NONE OF THE EUROPEANS WHO, LIKE MOSLEY, SOUGHT TO FOLLOW in the footsteps of Mussolini and Hitler reached the top of their country’s power pyramid. In Spain, Franco invited the Fascist Falange party into his coalition, then swallowed it up. Portugal’s dictator, Antonio de Oliveira Salazar, embraced the authoritarian attributes of Fascism but rejected any rebellion against the Church or its doctrines. In France, the blue-shirted Solidarité Française was one of several right-wing groups that served as sparring partners for the left; the movement was openly pro-Nazi, campaigned on the slogan “France for the French,” and was banned by the Socialist government in 1936. Members of Iceland’s Nationalist Party wore gray shirts and red swastika armbands, swore to protect Icelanders’ ethnic identity, believed in Aryan supremacy, and never received more than one percent of the vote. In Romania, the army alternately suppressed and collaborated with the Legion of the Archangel Michael, a charismatic group with an impoverished rural following drawn to its mix of revivalist religion, revolutionary politics, and violence against Jews.

In these and other cases, Fascism was less defeated than diluted. Zealous foot soldiers helped drive nationalist passions in many countries, but the insurrectionary elements of the movements were contained before they could threaten the powerful. In Italy and Germany, former corporals called the shots; everywhere else, generals and their upper-crust civilian counterparts retained their grip on power.

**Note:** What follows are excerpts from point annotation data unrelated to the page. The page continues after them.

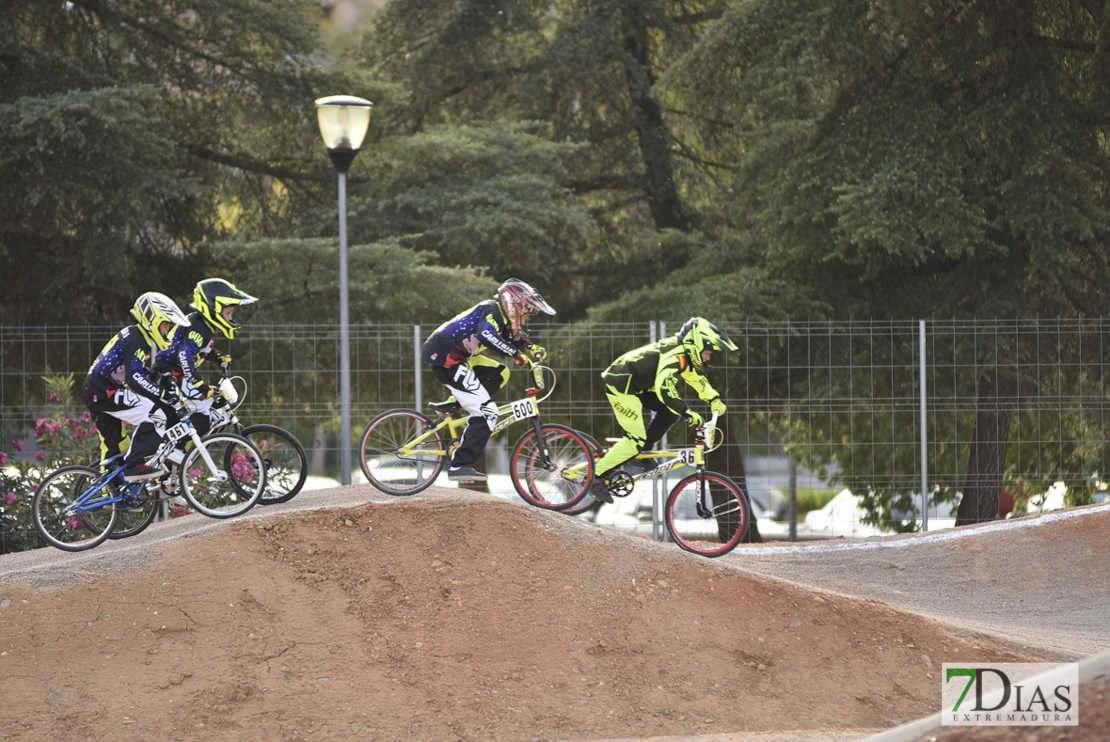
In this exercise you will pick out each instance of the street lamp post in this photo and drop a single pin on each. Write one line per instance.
(343, 123)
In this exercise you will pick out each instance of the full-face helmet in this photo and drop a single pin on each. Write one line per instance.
(212, 297)
(518, 301)
(699, 334)
(153, 309)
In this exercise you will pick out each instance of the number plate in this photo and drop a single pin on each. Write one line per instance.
(179, 431)
(524, 409)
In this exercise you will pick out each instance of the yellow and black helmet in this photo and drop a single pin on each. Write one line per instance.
(151, 310)
(699, 334)
(212, 297)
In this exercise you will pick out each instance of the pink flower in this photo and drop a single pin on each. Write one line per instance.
(242, 468)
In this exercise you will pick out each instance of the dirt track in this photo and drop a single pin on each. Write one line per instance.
(460, 617)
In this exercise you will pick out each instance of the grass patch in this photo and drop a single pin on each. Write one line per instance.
(813, 500)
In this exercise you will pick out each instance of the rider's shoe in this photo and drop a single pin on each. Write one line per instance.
(599, 490)
(141, 472)
(465, 474)
(448, 407)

Czechoslovakia, poised tensely in the Third Reich’s shadow, was a special case. There, Konrad Henlein, a shrewd, paunchy, nearsighted former gymnastics instructor, attached himself to the Nazi locomotive and let it pull him along. At Hitler’s instructions and with Berlin’s money, Henlein became the principal mouthpiece for Fascist elements within Czechoslovakia’s politically diverse German community. To foreign officials and the press, he spun tale after tale of his people’s mistreatment at the hands of brutal Prague. His fabrications, rebroadcast by the Nazis, had their effect. Many Europeans came to sympathize with Hitler’s declarations of outrage and found reasonable his desire to intervene on behalf of his country’s ethnic brethren.